I've been watching Brookfield Infrastucture Partners L.P. for some time and thinking about putting it in my TFSA. Although Brookfield is somewhat based in Toronto this limited partnership is registered in Bermuda and lists on the TSX and Dow.

The income stream is a mix - interest income, foreign source dividends, local source dividends, eligible and qualified dividends, and short-term and long term capital gains. Since early 2010 the distribution has been raised from $1.10 to $1.46 and currently yields 5.4%

Does anyone currently hold this asset in their TFSA? To me it seems like an ideal candidate although after perusing the website tax information for 2010 I'm not sure what portion of their distributions I would actually - withholding taxes from their global operations for example - receive in a tax free savings account


----------



## Lena100 (Mar 16, 2014)

*Bip.us*

I am looking onto buying the interlisted stock BIP.US in my TSFA (registered account); does anybody the implications - would the US withhold the 15% on dividends. Thanks


----------



## BigMFfan (Feb 23, 2013)

Lena100 said:


> I am looking onto buying the interlisted stock BIP.US in my TSFA (registered account); does anybody the implications - would the US withhold the 15% on dividends. Thanks


Why don't you just buy it through the TSX? BIP.UN is exactly the same stock. If you want the dividends paid in USD and your brokerage allows it, just have the stock journalled over to the US side of your account.


----------



## Drauss (Nov 29, 2016)

Apologies to bump this one as well.

Just wondering if the ladies & gents who commented here were able to share their experience.
I am planning to buy both BIP and BEP.UN from TSX under RRSP.
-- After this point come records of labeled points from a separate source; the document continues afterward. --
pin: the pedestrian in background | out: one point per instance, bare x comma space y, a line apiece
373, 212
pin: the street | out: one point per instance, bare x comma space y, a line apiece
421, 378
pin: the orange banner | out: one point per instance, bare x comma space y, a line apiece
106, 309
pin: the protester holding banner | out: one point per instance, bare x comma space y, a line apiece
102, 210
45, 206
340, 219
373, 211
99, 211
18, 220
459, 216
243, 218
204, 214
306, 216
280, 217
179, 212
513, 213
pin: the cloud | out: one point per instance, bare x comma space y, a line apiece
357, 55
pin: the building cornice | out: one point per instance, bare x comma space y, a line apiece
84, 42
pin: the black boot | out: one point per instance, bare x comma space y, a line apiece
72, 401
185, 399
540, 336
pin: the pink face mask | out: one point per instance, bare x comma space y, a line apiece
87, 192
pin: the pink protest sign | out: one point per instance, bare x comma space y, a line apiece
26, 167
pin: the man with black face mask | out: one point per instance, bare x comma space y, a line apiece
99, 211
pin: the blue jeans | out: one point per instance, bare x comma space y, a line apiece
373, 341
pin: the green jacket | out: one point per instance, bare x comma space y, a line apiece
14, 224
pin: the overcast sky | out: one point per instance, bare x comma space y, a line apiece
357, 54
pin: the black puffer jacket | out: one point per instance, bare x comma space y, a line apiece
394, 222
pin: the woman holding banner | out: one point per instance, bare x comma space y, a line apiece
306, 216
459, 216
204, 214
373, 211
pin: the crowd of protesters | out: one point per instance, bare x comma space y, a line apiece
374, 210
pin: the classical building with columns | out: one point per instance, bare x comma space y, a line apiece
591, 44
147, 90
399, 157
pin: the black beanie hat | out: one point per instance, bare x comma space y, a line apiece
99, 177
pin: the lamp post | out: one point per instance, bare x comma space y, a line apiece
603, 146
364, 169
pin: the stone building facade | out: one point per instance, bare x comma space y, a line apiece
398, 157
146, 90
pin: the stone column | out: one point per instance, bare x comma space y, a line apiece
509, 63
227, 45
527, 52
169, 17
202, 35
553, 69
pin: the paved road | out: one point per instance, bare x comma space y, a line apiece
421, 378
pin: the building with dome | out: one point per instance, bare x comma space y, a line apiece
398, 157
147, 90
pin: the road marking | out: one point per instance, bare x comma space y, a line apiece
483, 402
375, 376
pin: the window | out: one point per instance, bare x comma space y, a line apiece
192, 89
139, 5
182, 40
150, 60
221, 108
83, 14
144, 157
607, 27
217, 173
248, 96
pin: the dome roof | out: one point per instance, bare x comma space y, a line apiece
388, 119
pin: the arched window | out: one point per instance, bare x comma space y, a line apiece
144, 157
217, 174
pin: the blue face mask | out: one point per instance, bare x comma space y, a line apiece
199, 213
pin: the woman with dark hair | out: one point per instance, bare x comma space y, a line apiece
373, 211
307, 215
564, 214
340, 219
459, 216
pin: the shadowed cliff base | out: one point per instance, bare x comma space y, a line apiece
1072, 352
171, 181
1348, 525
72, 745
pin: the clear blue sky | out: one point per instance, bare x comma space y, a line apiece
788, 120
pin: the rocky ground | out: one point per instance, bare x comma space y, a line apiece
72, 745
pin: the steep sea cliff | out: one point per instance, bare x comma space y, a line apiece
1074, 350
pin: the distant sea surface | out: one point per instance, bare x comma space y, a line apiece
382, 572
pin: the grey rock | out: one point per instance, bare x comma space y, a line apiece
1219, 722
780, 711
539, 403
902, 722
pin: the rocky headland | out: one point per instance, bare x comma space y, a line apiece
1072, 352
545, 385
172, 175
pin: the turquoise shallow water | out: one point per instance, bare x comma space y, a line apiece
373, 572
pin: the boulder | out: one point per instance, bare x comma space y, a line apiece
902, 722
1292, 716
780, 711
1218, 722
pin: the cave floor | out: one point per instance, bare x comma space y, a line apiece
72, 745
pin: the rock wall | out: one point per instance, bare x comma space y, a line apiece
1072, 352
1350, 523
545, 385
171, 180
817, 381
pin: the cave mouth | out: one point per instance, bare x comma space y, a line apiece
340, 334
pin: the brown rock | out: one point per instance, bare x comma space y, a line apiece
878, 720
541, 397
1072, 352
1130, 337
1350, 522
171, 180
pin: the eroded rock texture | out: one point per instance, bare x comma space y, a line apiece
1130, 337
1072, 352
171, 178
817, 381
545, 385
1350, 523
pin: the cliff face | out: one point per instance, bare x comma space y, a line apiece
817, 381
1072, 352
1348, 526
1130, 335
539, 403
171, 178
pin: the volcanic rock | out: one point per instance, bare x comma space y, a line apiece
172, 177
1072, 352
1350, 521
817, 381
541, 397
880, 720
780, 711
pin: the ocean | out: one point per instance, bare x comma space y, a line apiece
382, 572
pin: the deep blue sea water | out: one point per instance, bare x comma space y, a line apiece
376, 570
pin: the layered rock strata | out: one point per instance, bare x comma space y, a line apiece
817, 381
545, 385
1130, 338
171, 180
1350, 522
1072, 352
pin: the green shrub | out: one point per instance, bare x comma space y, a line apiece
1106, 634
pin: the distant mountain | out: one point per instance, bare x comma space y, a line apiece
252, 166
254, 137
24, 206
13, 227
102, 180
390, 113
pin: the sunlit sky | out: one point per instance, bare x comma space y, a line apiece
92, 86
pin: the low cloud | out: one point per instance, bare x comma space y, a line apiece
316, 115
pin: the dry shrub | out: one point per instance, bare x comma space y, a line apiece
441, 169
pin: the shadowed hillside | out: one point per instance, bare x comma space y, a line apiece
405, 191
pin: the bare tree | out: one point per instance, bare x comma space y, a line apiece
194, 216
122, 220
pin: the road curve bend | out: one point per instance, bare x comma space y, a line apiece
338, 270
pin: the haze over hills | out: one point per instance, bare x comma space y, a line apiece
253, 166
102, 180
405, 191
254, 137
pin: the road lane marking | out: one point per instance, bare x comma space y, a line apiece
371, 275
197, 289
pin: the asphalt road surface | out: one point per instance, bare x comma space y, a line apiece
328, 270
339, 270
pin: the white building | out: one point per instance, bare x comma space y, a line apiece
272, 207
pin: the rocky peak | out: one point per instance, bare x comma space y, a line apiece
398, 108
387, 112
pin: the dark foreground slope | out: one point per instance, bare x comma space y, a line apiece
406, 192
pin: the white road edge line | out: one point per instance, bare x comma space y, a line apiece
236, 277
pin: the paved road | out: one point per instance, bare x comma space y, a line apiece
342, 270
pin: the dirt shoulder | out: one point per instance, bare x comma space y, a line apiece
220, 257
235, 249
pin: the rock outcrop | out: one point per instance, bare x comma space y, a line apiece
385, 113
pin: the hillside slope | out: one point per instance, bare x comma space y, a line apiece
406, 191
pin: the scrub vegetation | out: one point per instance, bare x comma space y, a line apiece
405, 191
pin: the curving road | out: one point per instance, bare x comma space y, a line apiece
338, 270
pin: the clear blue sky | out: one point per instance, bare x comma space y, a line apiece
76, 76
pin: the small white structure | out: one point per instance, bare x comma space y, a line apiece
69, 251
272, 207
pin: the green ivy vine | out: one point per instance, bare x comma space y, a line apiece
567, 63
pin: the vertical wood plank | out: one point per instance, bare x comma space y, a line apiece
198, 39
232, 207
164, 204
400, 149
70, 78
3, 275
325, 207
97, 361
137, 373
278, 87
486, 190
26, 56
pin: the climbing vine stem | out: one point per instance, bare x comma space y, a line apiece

And just want to understand if anyone got any major hits on withholding taxes.


----------



## humble_pie (Jun 7, 2009)

BigMFfan said:


> Why don't you just buy it through the TSX? BIP.UN is exactly the same stock. If you want the dividends paid in USD and your brokerage allows it, just have the stock journalled over to the US side of your account.




the above idea won't work well with brookfield dividends. These are all paid initially in USD by the brookfield companies, but different brokers have different procedures for charging FX on those dividends. 

potash is another with troubled, spotty FXing on its USD dividends according to which broker is holding the stock. Both brookfield & potash quaintly believe that we discount broker clients get to choose the currency of our dividends! nothing could be further from the truth, of course, but nevertheless it is what Brookfield has believed in the past & it is also what Potash believes.

brookfield, for example, has decided that all TD investor clients *want* their dividends in CAD, even though brookfield actually pays divvies in USD. Accordingly, brookfield exchanges the bulk amount of all dividends destined for TD clients once the record date has passed & the exact amount of the bulk dividend is known. Brookfield's own treasury department converts these amounts at spot rate, so no FX fee is charged.

many TD clients, however, are keeping their various brookfield shares in USD accounts, since that is the currency of the original dividend. Most of these clients have been alerted here in this forum & in articles written by Canadian Capitalist.

however, what happens with brookfield dividends at the TD is that they arrive in CAD via the CDS system. The TD system then automatically converts dividends for all clients who are keeping their brookfields in USD accounts & the TD applies its usual FX fee to those dividends.

horrors! the above FX fee isn't shown on the statements & most TD clients who own brookfield shares are blissfully aware of this setup.

the answer with brookfield, then, is to keep brookfield shares in CAD account *if* you are a TDDI client *or if* you are a client at any other brokerage that goes through the same rigamarole.

how to find out what, exactly, what your own brokerage is doing about brookfield dividends? the statements won't show any information & for sure the licensed representatives won't have a clue, these somewhat intricate facts are too subtle for them (hint: don't necessarily believe what the LRs say) 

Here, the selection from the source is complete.